A milk tank is in the form of cylinder whose radius is $1.5 \mathrm{~m}$ and length is $7 \mathrm{~m}$. Find the quantity of milk in liters that can be stored in the tank.

Answer.

Given: Radius of cylindrical tank $(\mu)=1.5 \mathrm{~m}$
Height of cylindrical tank $(h)=7 \mathrm{~m}$

$
\begin{aligned}
& \text { Volume of cylindrical tank }=\pi r^2 h \\
& =\frac{22}{7} \times 1.5 \times 1.5 \times 7 \\
& =49.5 \mathrm{~m}^3 \\
& =49.5 \times 1000 \text { liters }\left[\because 1 \mathrm{~m}^3=1000 \text { liters }\right] \\
& =49500 \text { liters }
\end{aligned}
$

Hence required quantity of milk is 49500 liters that can be stored in the tank.
Ex 9.3 Question 7.

If each edge of a cube is doubled,
(i) how many times will its surface area increase?
(ii) how many times will its volume increase?

Answer.

Let $l$ units be the edge of the cube.
Surface area $=6 l^2$ and Volume of the cube $=l^3$

When its edge is doubled $=2 l$
(i) Surface area $=6(\text { side })^2$
$
\begin{aligned}
& =6(2 l)^2=6\left(4 l^2\right) \\
& =4\left(6 l^2\right) \\
& =4 \text { (Surface area) }
\end{aligned}
$

The surface area of the new cube will be 4 times that of the original cube.
(ii) Volume of cube $(\mathrm{V})=l^3$

When edge of cube is doubled $=2 l$, then
Volume of cube $\left(\mathrm{V}^{\prime}\right)=(2 l)^3=8 l^3$
$V^{\prime}=8$ (Volume of cube)

Hence volume will increase 8 times.
Ex 9.3 Question 8.

Water is pouring into a cuboidal reservoir at the rate of 60 liters per minute.

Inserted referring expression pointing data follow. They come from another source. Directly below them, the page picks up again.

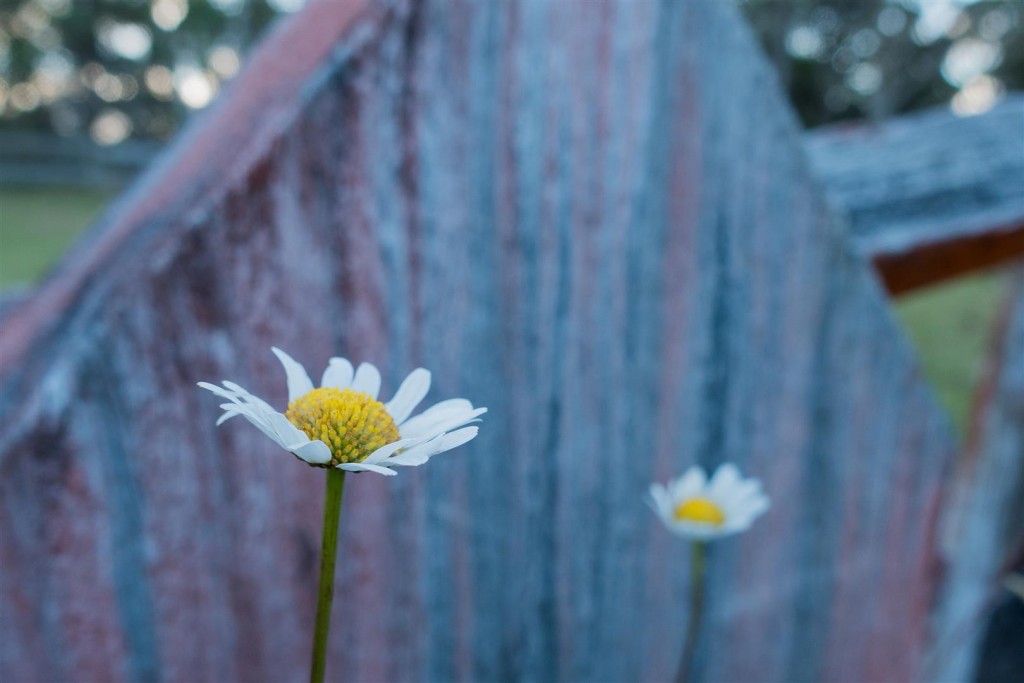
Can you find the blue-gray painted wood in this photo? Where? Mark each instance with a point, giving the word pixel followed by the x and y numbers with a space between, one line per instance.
pixel 925 177
pixel 594 218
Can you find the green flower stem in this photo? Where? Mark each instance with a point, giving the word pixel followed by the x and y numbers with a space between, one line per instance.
pixel 698 554
pixel 329 553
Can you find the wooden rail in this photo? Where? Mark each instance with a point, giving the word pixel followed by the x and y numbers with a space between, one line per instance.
pixel 930 196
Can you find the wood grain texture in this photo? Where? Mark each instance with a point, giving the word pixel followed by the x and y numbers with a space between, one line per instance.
pixel 594 218
pixel 983 531
pixel 930 196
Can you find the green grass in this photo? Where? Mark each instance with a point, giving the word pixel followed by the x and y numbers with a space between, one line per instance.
pixel 38 225
pixel 951 327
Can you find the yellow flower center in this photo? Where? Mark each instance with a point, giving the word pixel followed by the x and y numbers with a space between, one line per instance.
pixel 351 423
pixel 699 510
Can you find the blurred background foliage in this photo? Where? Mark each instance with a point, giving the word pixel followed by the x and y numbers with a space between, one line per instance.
pixel 119 69
pixel 89 90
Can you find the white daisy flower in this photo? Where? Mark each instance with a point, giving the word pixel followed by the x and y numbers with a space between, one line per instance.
pixel 341 424
pixel 693 508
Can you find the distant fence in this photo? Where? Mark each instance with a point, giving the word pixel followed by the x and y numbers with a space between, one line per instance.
pixel 41 159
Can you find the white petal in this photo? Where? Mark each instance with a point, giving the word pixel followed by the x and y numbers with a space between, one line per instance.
pixel 437 412
pixel 368 380
pixel 441 422
pixel 409 395
pixel 363 467
pixel 242 393
pixel 457 438
pixel 299 383
pixel 416 455
pixel 338 374
pixel 229 412
pixel 316 452
pixel 223 393
pixel 390 449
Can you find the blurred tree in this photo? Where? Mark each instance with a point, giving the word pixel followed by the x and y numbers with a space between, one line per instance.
pixel 115 69
pixel 872 58
pixel 119 69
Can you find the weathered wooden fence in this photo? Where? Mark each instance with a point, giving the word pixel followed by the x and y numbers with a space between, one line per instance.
pixel 930 196
pixel 593 217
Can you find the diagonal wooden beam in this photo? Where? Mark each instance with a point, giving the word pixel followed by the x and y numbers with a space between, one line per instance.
pixel 930 196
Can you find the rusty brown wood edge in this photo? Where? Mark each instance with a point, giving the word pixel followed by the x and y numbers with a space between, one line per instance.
pixel 203 162
pixel 937 261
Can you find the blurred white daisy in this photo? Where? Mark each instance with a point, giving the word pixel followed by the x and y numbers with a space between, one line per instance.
pixel 693 508
pixel 341 424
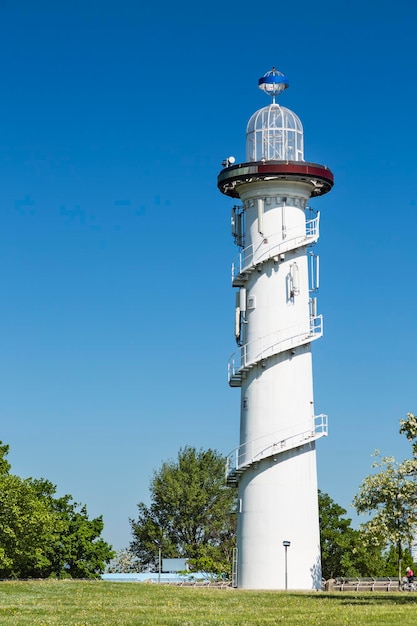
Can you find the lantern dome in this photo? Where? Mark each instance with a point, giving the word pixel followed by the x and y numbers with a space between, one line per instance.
pixel 274 133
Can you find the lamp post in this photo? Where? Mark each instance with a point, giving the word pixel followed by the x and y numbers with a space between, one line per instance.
pixel 286 545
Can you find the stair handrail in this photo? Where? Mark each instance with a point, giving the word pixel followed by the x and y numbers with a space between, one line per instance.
pixel 309 232
pixel 268 345
pixel 274 443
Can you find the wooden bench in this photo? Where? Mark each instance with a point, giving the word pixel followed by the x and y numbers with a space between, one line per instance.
pixel 365 584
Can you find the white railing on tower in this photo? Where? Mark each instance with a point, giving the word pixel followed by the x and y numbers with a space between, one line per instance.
pixel 274 443
pixel 269 345
pixel 275 245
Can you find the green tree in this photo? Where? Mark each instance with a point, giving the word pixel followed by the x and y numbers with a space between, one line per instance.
pixel 343 550
pixel 192 513
pixel 389 494
pixel 124 562
pixel 42 535
pixel 26 526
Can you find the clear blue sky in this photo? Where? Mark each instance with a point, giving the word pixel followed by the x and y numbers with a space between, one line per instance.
pixel 115 247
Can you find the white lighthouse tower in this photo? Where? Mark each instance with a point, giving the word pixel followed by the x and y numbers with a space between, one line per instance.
pixel 276 277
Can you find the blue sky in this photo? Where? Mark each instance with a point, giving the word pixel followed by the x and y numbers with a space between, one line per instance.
pixel 115 247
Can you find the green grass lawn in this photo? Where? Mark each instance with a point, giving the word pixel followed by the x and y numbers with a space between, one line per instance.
pixel 81 603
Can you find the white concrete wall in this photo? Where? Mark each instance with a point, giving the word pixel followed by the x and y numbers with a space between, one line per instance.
pixel 278 496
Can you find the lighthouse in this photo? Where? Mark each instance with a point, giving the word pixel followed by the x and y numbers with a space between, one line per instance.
pixel 275 275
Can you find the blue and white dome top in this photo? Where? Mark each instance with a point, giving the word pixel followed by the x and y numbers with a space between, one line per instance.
pixel 274 133
pixel 273 83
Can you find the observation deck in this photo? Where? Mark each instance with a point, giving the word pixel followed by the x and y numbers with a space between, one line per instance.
pixel 319 177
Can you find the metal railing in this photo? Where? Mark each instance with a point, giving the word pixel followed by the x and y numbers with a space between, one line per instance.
pixel 269 345
pixel 275 245
pixel 275 443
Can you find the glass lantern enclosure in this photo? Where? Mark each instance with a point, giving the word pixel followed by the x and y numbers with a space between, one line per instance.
pixel 274 133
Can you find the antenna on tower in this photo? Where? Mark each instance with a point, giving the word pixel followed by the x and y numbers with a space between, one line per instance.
pixel 273 83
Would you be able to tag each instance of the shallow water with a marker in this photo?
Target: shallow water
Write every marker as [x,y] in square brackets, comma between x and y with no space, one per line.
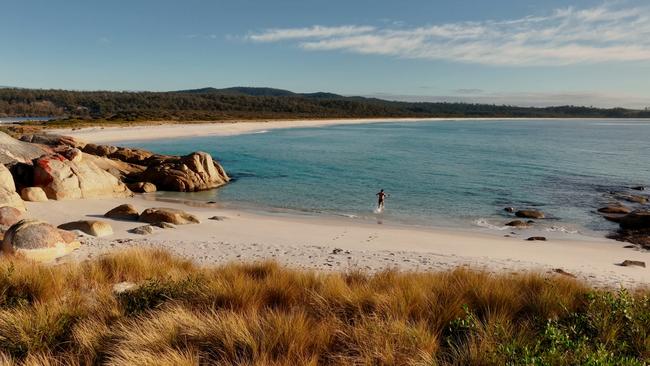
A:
[442,174]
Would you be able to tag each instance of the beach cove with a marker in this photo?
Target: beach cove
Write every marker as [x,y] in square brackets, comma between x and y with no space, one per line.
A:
[321,242]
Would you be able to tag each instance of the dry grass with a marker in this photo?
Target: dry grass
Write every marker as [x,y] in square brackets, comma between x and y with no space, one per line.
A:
[263,314]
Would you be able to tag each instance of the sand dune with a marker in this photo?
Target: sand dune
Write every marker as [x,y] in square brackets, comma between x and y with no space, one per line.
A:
[314,242]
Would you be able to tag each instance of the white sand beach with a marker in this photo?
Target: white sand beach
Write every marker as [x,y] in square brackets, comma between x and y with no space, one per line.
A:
[160,131]
[314,243]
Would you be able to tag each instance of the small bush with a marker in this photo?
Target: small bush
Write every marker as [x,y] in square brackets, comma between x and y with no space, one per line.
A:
[264,314]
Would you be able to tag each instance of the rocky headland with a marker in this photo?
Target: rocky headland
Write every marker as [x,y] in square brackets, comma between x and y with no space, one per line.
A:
[42,167]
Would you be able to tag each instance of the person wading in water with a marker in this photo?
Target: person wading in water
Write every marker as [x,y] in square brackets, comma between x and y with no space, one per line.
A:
[381,197]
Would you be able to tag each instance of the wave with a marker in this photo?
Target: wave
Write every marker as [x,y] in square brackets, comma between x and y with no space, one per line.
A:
[484,223]
[561,229]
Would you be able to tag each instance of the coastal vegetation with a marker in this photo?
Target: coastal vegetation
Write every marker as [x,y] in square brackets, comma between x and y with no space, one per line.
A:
[69,108]
[146,307]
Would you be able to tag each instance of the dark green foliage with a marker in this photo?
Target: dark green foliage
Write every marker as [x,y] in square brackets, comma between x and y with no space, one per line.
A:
[254,103]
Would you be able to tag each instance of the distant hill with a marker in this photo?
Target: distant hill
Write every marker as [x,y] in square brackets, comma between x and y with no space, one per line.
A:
[256,103]
[257,92]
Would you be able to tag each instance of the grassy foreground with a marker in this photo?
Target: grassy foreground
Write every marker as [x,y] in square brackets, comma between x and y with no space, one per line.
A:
[263,314]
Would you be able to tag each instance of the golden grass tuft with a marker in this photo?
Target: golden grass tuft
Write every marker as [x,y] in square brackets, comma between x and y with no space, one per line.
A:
[264,314]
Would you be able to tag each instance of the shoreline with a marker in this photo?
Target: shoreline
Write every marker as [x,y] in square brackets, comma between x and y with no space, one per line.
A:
[330,244]
[165,131]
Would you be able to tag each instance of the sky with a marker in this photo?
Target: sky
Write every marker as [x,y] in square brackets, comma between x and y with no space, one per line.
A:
[518,52]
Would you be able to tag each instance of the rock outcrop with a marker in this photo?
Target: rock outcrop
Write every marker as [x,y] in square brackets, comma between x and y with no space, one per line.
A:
[8,194]
[169,215]
[126,212]
[517,224]
[33,194]
[193,172]
[15,151]
[90,227]
[639,219]
[53,140]
[61,178]
[145,170]
[37,240]
[10,215]
[530,214]
[614,209]
[142,230]
[142,187]
[630,263]
[127,155]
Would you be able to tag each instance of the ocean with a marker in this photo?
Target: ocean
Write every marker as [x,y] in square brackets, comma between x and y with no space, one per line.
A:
[440,174]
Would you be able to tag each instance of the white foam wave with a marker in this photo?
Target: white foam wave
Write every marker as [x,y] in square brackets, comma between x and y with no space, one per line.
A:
[484,223]
[561,229]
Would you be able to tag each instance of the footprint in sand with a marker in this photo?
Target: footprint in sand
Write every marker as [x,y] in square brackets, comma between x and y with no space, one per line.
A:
[372,237]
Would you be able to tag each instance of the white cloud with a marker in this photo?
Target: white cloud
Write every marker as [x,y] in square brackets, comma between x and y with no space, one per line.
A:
[565,36]
[317,31]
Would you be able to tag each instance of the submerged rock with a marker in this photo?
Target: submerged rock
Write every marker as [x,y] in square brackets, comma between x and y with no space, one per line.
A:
[639,219]
[10,215]
[194,172]
[169,215]
[614,209]
[123,212]
[634,198]
[530,214]
[517,223]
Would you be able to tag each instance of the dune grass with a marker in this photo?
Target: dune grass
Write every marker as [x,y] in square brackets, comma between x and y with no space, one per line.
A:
[264,314]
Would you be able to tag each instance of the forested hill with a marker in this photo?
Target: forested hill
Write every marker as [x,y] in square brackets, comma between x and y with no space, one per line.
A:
[254,103]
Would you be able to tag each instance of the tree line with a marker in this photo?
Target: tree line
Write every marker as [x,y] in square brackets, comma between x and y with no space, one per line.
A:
[256,103]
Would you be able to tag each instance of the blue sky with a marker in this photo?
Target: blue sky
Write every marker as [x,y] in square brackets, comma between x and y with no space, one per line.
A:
[499,51]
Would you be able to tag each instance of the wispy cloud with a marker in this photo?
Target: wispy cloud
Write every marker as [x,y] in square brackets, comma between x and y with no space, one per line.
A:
[275,35]
[607,33]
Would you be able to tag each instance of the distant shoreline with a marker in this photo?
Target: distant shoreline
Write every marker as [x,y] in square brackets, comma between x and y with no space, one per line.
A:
[168,130]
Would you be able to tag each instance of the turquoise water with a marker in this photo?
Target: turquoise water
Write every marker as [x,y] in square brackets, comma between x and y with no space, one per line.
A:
[440,174]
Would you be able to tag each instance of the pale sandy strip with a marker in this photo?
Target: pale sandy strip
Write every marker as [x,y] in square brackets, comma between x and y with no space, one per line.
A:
[308,242]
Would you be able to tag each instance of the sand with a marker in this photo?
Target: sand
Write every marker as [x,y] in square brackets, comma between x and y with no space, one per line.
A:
[338,244]
[341,244]
[168,131]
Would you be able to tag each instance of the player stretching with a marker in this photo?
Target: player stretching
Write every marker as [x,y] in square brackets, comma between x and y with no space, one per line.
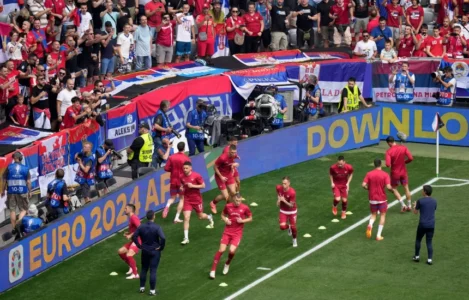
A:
[341,175]
[224,176]
[286,200]
[128,251]
[397,156]
[376,182]
[235,214]
[233,141]
[192,183]
[174,166]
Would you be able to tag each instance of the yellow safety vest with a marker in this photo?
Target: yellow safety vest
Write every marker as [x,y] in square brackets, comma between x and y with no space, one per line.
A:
[352,99]
[146,152]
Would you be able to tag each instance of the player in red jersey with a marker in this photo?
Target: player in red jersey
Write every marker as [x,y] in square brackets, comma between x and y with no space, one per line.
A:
[397,156]
[224,176]
[376,182]
[174,165]
[128,251]
[191,183]
[235,214]
[286,200]
[233,141]
[341,175]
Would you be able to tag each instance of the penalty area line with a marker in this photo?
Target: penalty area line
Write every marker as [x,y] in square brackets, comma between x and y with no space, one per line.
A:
[317,247]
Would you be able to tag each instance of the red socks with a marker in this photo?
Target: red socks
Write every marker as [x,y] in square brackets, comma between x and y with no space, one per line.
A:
[216,259]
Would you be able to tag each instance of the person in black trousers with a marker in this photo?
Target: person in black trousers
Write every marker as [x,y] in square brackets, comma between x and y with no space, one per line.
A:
[427,208]
[150,238]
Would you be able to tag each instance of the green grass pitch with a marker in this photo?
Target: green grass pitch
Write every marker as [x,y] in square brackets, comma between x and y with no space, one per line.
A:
[350,267]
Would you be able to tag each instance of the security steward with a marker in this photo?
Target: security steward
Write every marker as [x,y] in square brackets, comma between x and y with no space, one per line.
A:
[153,242]
[194,127]
[140,153]
[17,185]
[350,97]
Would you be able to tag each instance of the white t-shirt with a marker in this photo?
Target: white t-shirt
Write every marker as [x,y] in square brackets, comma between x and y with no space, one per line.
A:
[367,48]
[184,29]
[124,42]
[65,96]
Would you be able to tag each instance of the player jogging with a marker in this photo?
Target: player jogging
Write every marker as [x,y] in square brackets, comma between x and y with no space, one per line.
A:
[376,182]
[192,183]
[128,251]
[286,200]
[235,214]
[233,141]
[397,156]
[224,176]
[341,175]
[174,165]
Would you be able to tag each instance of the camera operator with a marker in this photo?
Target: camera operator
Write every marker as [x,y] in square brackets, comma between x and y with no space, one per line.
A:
[140,153]
[85,172]
[350,97]
[195,127]
[104,155]
[57,196]
[282,106]
[403,84]
[447,92]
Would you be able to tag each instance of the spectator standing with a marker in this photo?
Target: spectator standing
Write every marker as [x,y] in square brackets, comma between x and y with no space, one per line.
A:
[279,29]
[143,42]
[235,28]
[254,28]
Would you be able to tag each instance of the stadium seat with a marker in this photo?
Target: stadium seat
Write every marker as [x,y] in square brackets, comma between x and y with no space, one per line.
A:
[145,170]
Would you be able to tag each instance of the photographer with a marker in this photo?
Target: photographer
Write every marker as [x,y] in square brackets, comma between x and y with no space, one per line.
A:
[85,172]
[403,84]
[195,127]
[447,93]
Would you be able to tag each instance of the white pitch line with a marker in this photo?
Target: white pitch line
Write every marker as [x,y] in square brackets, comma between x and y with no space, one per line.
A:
[316,248]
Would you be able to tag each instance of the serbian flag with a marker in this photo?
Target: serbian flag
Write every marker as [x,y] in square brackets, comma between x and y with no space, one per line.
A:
[271,58]
[437,123]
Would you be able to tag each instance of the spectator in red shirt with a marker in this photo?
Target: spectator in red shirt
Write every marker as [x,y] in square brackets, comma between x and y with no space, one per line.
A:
[254,27]
[414,15]
[20,112]
[394,19]
[206,35]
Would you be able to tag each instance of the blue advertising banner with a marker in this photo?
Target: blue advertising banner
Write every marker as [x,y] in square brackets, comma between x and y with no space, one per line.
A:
[416,122]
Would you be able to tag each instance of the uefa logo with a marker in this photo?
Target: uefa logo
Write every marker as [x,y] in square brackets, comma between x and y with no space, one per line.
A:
[16,264]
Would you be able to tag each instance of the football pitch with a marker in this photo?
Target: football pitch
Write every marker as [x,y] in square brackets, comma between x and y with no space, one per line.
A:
[335,263]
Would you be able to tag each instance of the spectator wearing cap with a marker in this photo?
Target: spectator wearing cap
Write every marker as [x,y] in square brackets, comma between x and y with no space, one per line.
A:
[140,153]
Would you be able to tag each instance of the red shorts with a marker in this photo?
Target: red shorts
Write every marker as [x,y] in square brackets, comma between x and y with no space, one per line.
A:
[399,179]
[175,190]
[197,206]
[206,48]
[231,239]
[222,184]
[340,191]
[283,218]
[381,207]
[131,246]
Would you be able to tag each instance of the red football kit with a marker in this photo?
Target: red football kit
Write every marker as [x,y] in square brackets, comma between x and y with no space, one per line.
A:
[287,213]
[377,181]
[396,158]
[224,163]
[192,197]
[233,233]
[340,178]
[175,165]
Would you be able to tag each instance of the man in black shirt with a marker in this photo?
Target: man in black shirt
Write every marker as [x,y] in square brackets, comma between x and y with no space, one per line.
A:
[40,103]
[279,29]
[327,31]
[305,15]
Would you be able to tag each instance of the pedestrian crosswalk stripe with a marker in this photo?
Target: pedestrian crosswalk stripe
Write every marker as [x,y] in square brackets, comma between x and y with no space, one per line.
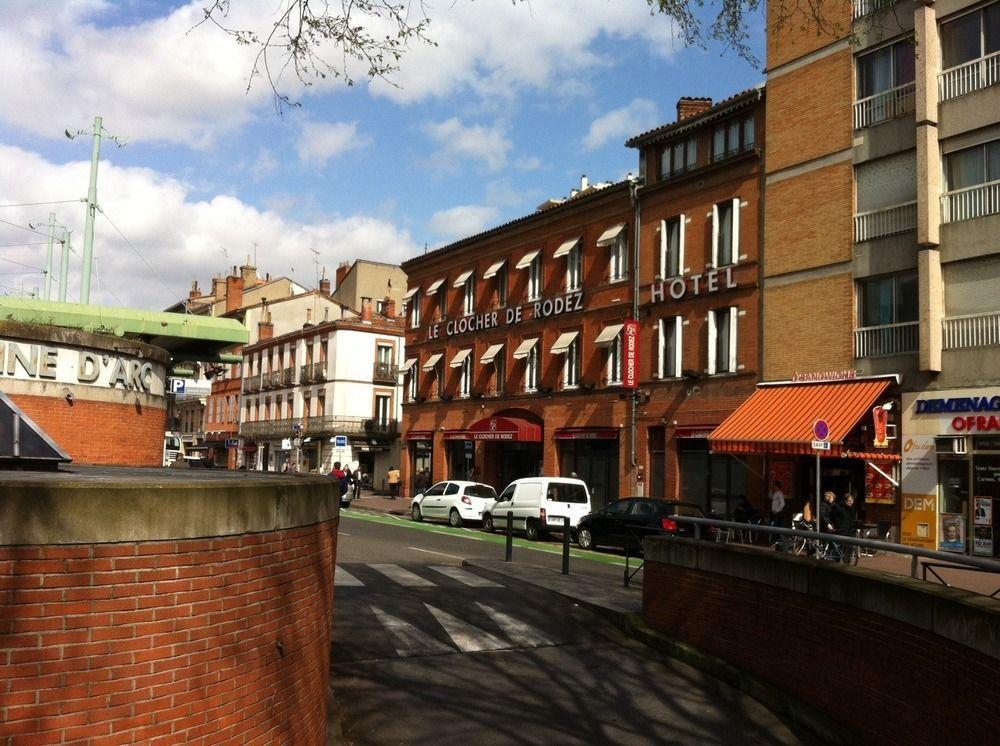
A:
[467,638]
[462,576]
[402,576]
[411,640]
[343,578]
[520,633]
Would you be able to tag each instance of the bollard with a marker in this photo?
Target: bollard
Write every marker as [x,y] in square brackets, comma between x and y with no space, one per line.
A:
[566,545]
[510,536]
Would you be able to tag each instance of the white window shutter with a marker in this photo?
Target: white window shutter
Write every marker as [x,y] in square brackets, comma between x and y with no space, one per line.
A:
[664,268]
[678,347]
[733,314]
[736,230]
[680,246]
[711,343]
[715,236]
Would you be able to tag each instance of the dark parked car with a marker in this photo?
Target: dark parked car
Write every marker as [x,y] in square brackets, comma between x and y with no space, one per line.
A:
[629,520]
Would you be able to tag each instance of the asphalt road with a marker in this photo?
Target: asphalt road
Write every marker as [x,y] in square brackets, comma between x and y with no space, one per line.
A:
[427,652]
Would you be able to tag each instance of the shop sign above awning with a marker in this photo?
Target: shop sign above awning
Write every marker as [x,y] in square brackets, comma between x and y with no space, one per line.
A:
[610,234]
[565,247]
[779,418]
[505,428]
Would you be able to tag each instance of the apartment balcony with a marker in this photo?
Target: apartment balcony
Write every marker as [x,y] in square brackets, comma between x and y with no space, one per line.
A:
[972,202]
[385,373]
[974,330]
[888,339]
[970,77]
[887,221]
[885,106]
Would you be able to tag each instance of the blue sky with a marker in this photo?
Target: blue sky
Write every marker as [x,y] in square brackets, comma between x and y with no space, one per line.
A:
[509,109]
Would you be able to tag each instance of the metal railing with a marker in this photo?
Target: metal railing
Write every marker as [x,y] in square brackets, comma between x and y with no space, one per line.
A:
[915,553]
[972,202]
[973,330]
[888,339]
[385,372]
[886,221]
[969,77]
[885,106]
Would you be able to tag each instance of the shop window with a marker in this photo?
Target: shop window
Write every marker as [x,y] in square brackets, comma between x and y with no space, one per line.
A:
[672,247]
[726,233]
[722,340]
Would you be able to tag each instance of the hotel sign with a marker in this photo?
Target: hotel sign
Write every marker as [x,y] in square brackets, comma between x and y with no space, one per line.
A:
[703,282]
[539,309]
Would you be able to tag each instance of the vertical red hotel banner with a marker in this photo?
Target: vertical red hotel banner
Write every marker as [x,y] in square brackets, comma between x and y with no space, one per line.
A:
[630,372]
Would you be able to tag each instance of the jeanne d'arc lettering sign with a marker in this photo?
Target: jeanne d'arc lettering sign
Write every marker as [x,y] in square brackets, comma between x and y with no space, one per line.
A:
[539,309]
[704,282]
[52,363]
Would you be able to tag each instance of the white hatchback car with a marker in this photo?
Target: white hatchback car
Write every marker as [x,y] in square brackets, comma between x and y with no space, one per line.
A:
[453,501]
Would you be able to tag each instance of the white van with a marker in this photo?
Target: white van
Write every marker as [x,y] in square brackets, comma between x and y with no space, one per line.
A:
[539,504]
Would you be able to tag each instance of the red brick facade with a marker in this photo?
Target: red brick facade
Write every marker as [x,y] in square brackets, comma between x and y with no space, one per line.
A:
[187,641]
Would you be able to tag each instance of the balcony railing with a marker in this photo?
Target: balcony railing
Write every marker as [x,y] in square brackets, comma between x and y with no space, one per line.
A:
[325,425]
[972,76]
[974,330]
[887,221]
[889,339]
[885,106]
[971,202]
[864,8]
[385,372]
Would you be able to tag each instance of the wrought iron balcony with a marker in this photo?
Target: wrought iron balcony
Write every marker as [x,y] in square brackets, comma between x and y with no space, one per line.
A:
[385,373]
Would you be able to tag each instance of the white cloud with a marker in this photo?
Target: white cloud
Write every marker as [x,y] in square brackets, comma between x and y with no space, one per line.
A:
[177,236]
[619,124]
[321,141]
[461,221]
[476,142]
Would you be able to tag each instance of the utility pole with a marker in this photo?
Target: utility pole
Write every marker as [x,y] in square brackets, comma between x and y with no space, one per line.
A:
[88,230]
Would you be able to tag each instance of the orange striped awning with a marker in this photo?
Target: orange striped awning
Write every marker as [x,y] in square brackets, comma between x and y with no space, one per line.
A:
[779,418]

If the volume of reservoir is $108 \mathrm{~m}^3$, find the number of hours it will take to fill the reservoir.

Answer.

Volume of reservoir $=108 \mathrm{~m}^3$

$
\begin{aligned}
& =108 \times 1000 \text { litres }\left[1 \mathrm{~m}^3=1000 l\right] \\
& =108000 \text { litres }
\end{aligned}
$

Since water is pouring into reservoir @ 60 litres per minute and in Time taken to fill the reservoir $=\frac{108000}{60} \mathrm{x} \frac{1}{60}$ hours $=30$ hours

Hence, 30 hours it will take to fill the reservoir.